Ähnlich wie die Angriffe auf LGBTQ-Bücher und Werke der „Kritischen Rassentheorie“ ist der Pro-Israel-Kreuzzug zur Unterdrückung palästinensischer Stimmen eine systematische Kampagne politischer Angriffe.

Palästina ist die dringlichste Krise der Meinungsfreiheit in den USA heute

 Von Whitney Strub

12. November  2023

Die Unterdrückung palästinensischer Rechte ist die dringlichste Krise der freien Meinungsäußerung in den Vereinigten Staaten heute. Die Art und Weise, wie wir diese Krise schildern, und der Rahmen, den wir verwenden, um die organisierten Bemühungen, pro-palästinensische Äußerungen zum Schweigen zu bringen, zu analysieren, prägen die Strategien, mit denen wir uns ihnen widersetzen. Während Gaza brennt, scheint die Hegemonie der Anti-Palästina- und Anti-Apartheid-Eiferer zu ersticken – und genau das ist der Punkt. Wie Alex Kane kürzlich in Jewish Currents feststellte, bietet die Geschichte des McCarthyismus einen nützlichen Anhaltspunkt: Doxxing Trucks, zurückgezogene Jobangebote, schwarze Listen von Anwaltskanzleien und die schändliche Zensur von Rashida Tlaib durch das Repräsentantenhaus erinnern alle an die Zeit des Kalten Krieges der 1950er Jahre.
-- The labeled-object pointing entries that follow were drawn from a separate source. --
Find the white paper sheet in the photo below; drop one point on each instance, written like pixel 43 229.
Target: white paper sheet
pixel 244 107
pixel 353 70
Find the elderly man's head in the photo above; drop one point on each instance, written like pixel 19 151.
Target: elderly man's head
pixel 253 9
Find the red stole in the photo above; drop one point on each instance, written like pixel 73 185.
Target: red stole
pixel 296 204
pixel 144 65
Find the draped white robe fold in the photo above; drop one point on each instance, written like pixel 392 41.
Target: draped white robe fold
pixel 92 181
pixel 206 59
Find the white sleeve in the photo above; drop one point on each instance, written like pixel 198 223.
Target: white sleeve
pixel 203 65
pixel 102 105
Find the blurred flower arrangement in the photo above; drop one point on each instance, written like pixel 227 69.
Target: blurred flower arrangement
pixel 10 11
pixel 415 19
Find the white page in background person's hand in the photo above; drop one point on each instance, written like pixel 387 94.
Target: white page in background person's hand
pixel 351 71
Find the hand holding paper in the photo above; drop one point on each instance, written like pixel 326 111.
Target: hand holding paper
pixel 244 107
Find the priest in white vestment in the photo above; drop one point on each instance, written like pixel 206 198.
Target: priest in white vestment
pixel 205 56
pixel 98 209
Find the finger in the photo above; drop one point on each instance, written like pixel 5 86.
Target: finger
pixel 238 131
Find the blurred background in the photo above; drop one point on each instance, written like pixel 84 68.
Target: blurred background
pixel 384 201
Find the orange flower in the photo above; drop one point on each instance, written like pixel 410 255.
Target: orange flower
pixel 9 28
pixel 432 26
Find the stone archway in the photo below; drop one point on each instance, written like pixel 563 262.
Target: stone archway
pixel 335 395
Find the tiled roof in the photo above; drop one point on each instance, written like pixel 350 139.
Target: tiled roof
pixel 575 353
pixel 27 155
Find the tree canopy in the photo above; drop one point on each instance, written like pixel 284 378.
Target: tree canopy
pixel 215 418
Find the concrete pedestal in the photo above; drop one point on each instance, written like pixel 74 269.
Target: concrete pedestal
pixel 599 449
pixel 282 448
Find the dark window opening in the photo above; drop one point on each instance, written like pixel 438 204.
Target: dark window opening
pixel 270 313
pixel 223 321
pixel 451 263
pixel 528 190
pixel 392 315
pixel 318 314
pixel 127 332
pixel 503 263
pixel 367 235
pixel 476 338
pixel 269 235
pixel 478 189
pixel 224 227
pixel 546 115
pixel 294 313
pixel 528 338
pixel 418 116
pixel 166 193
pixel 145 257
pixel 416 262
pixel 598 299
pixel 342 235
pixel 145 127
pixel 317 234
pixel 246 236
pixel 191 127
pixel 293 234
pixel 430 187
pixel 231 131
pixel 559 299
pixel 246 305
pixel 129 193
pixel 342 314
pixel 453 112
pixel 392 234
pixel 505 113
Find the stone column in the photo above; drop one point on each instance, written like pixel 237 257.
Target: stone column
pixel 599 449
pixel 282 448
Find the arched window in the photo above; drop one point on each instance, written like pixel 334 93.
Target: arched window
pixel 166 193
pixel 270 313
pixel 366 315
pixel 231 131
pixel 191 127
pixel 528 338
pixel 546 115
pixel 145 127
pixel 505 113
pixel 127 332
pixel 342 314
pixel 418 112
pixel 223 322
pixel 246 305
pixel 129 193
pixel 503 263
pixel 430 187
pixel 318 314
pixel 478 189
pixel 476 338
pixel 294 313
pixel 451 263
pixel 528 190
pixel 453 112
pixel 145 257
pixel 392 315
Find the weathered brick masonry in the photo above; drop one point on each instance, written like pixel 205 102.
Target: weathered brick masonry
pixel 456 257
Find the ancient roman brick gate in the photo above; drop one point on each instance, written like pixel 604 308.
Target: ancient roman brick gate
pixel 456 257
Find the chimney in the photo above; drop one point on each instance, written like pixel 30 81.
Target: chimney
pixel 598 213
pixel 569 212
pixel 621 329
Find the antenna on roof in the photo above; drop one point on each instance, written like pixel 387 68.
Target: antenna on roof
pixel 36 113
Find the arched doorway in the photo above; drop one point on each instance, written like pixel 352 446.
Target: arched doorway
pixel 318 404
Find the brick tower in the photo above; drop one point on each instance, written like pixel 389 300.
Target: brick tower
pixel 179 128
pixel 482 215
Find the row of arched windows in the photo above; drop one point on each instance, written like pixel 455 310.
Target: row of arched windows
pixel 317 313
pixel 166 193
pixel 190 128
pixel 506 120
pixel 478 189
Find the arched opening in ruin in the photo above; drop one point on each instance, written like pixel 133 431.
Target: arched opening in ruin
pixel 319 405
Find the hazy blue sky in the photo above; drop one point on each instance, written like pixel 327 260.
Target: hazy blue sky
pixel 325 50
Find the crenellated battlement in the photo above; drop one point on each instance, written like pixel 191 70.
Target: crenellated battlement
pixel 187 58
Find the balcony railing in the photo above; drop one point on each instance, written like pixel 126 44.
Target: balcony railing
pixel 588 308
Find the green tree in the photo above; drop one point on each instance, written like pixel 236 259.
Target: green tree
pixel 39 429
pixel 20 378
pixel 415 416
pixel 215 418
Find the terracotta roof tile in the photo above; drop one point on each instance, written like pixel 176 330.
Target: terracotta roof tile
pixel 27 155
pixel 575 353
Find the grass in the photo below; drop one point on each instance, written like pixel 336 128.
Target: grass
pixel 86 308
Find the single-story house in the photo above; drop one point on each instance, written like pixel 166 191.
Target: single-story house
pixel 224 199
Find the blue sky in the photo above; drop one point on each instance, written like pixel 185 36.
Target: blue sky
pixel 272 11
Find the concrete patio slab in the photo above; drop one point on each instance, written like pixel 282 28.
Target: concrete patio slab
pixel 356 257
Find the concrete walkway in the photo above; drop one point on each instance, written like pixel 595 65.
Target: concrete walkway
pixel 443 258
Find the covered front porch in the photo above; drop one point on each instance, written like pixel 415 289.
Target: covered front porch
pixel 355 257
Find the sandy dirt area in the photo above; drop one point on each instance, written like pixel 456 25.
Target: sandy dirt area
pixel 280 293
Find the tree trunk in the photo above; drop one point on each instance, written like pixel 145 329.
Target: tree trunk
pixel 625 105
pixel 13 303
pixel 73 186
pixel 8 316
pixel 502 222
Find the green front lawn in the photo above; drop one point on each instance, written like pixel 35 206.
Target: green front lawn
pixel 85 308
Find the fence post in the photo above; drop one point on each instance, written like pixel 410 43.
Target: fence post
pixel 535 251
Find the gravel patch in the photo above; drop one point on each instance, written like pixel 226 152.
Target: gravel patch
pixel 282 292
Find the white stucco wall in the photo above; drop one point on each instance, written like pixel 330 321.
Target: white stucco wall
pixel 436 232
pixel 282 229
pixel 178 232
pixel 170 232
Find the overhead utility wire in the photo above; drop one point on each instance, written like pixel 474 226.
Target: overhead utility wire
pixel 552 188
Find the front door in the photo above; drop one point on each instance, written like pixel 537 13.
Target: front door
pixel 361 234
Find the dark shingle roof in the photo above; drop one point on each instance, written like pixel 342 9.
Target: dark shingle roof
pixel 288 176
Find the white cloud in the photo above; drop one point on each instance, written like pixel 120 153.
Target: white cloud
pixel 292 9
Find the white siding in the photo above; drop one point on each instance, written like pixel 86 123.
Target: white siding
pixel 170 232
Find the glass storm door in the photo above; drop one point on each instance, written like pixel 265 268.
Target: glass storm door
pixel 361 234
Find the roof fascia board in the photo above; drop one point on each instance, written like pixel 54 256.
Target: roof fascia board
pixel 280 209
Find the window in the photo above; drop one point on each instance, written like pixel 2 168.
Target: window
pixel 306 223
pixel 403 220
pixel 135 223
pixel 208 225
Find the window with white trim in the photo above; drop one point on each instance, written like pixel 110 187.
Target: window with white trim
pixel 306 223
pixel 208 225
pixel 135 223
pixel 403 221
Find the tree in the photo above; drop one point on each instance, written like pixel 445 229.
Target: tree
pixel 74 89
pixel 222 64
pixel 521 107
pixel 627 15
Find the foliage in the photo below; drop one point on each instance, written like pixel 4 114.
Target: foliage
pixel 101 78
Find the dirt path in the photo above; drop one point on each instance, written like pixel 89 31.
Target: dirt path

Als Historikerin der Zensur glaube ich, dass die jüngsten Zensurkampagnen, die zum Verbot von LGBTQ-Büchern und Werken der sogenannten „Kritischen Rassentheorie“ geführt haben, einen ergänzenden Rahmen für die Analyse der zunehmenden Unterdrückung pro-palästinensischer Stimmen bieten. Es steht fest, dass die Bemühungen, diese Texte zu verbieten, durch schwulenfeindliche und rassistische Gefühle motiviert sind. Aber selten wird die Unterdrückung palästinensischer Stimmen mit solchen Bemühungen in Verbindung gebracht – obwohl die Islamophobie den Pro-Israel-Kreuzzug in auffallend paralleler Weise antreibt; es handelt sich um zutiefst miteinander verknüpfte Kampagnen politischer Angriffe. Der einzige gravierende Unterschied besteht darin, dass die jüngsten Zensurkampagnen der politischen Rechten in den USA zuzuordnen sind, während die antipalästinensische Zensur ein gemeinsames Projekt der republikanischen und der demokratischen Partei ist.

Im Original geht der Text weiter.